A third inconsistency is that paedobaptists require faith of the parents of baptized children. In other words, a child can only be baptized if one parent has made a credible profession of faith. What is wrong with this? They baptize on different grounds than were required for circumcision. The circumcision of a child in the old covenant was never conditioned upon the faith of the parent. Rather, “He who is eight days old among you shall be circumcised. Every male throughout your generations, whether born in your house or bought with your money from any foreigner who is not of your offspring, both he who is born in your house and he who is bought with your money, shall surely be circumcised” (Gen 17:12-13). For any male, whether physically descended from Abraham or merely living among the Israelites, circumcision was required. No male was allowed not to be circumcised, regardless of whether or not he or his parents had faith. To baptize only those whose parents make a credible profession of faith is inconsistent with the strict continuity inherent in the paedobaptistic position.
A fourth inconsistency is that paedobaptists do not allow their children to partake of the Lord’s Supper. Paedobaptists lean heavily upon the idea that baptism has replaced circumcision in the new covenant. But what is even clearer in the New Testament is that the Lord’s Supper has replaced the Passover as the covenant meal. Jesus instituted the Lord’s Supper while He was sharing the Passover with His disciples (Matt 26:17-30). Under the Old Covenant, all the members of the household were invited to partake of the covenant meal. Regarding this the Lord commanded, Tell all the congregation of Israel that on the tenth day of this month every man shall take a lamb according to their fathers' houses, a lamb for a household. And if the household is too small for a lamb, then he and his nearest neighbor shall take according to the number of persons; according to what each can eat you shall make your count for the lamb (Exo 12:3-4). And later He reiterated, All the congregation of Israel shall keep it (Exo 12:47).
To respond to this objection, paedobaptists appeal to 1 Cor 11:28-29: Let a person examine himself, then, and so eat of the bread and drink of the cup.
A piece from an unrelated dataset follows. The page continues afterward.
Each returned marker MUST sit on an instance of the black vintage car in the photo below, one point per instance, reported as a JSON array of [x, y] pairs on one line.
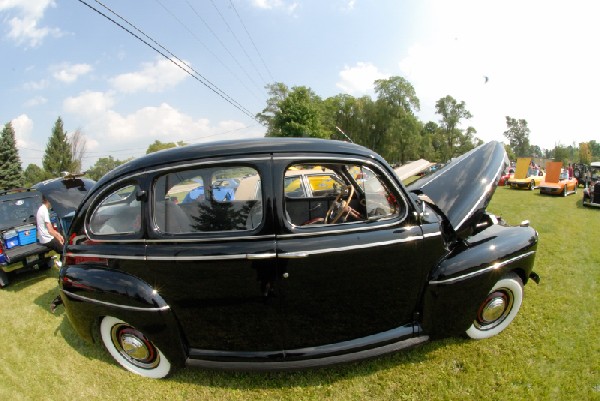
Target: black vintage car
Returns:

For anyone who eats and drinks without discerning the body eats and drinks judgment on himself. They argue that these verses require that a person be able to engage in self-examination in order to partake of the Supper, which would preclude the participation of small children. However, they do not interpret baptism passages in the same manner. That is, when confronted with Scriptures that indicate the necessity of repentance and faith before baptism, they say such Scriptures only apply to adults. In other words, they use one principle to interpret passages on baptism and an opposite principle to interpret passages on the Lord’s Supper. There is a hopeless inconsistency there.
It is not my intention to beat up on my paedobaptist brothers and sisters. They are champions of the gospel and faithful servants of the Lord. But there is a lesson for us to learn here. None of us are immune to blind spots in our theology. One of the telltale signs that we have erred is that we will find inconsistencies and contradictions appearing in our theology and practices. When we do find them, we should return to Scripture, reevaluate our positions in light of it, and conform our beliefs and practices to God’s Word. No one does this perfectly, but by God’s grace may we strive for that ideal.